El primer lunes de diciembre, Joss Stone se presentó en una de las salas de ópera más importantes del mundo: el Teatro Colón. En un vestido de seda fucsia, sus pies lucieron descalzos. Empezó el recital con temas slow tempo, ralentizados respecto a sus versiones originales, como “Big Ol' Game”, “Love Me” y “The Look of Love” (cover de Dusty Springfield). Cuando atinó a leer el setlist para ver con qué seguiría, se escucharon gritos desde todos los puntos del venue pidiendo que suenen sus canciones favoritas. Con una pequeña cuota de demagogia, tras escuchar a sus seguidores, le dijo a los músicos: "Olviden el setlist, vamos con Drive all Night". De esta forma y junto a los riffs de guitarra que sobresalieron en Karma, el show subió de tono, el público se puso de pie y empezó una segunda parte más bailable del show.

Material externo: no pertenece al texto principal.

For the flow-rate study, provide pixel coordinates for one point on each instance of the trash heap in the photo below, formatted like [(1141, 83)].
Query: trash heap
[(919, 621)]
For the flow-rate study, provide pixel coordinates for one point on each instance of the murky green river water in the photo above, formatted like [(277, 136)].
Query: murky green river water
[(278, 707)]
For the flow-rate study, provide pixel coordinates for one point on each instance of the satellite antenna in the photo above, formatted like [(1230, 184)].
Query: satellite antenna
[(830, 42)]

Stone contó unas cuantas historias personales antes de cada canción. Cuando hablaba con el público o con la gente del staff, lo hizo cantando cual musical de Disney, algo que después de casi dos horas de show se tornó un tanto empalagoso. Para ser justos, también sacó su lado rebelde cuando pidió "romper las reglas", propuso levantarse de las butacas del Colón para acercarse al escenario, cantar a todo volumen, e incluso habló sobre marihuana.

“Si subimos el volumen nos echan… ¡Probemos!”, exclamó Joss mientras sonaba de fondo la base de “(For God's Sake) Give More Power To The People”. Con un tono irónico y suspicaz, destacó que hacía unos pocos días presidentes importantes de todo el mundo estuvieron en ese mismo lugar (haciendo mención a la gala que se llevó a cabo el viernes pasado en el Teatro Colón, en el marco del G20). Entonces, le dedicó la canción a Theresa May, Trump y Trudeau.

“Sería injusto no darles esta canción; no puedo irme sin cantar ‘Right to be Wrong’”, dijo en voz baja, e interpretó la canción mitad a capela, mitad con banda. Tiró ramos de flores al público y se despidió durante diez minutos; se mostró agradecida y anonadada por la majestuosidad del teatro.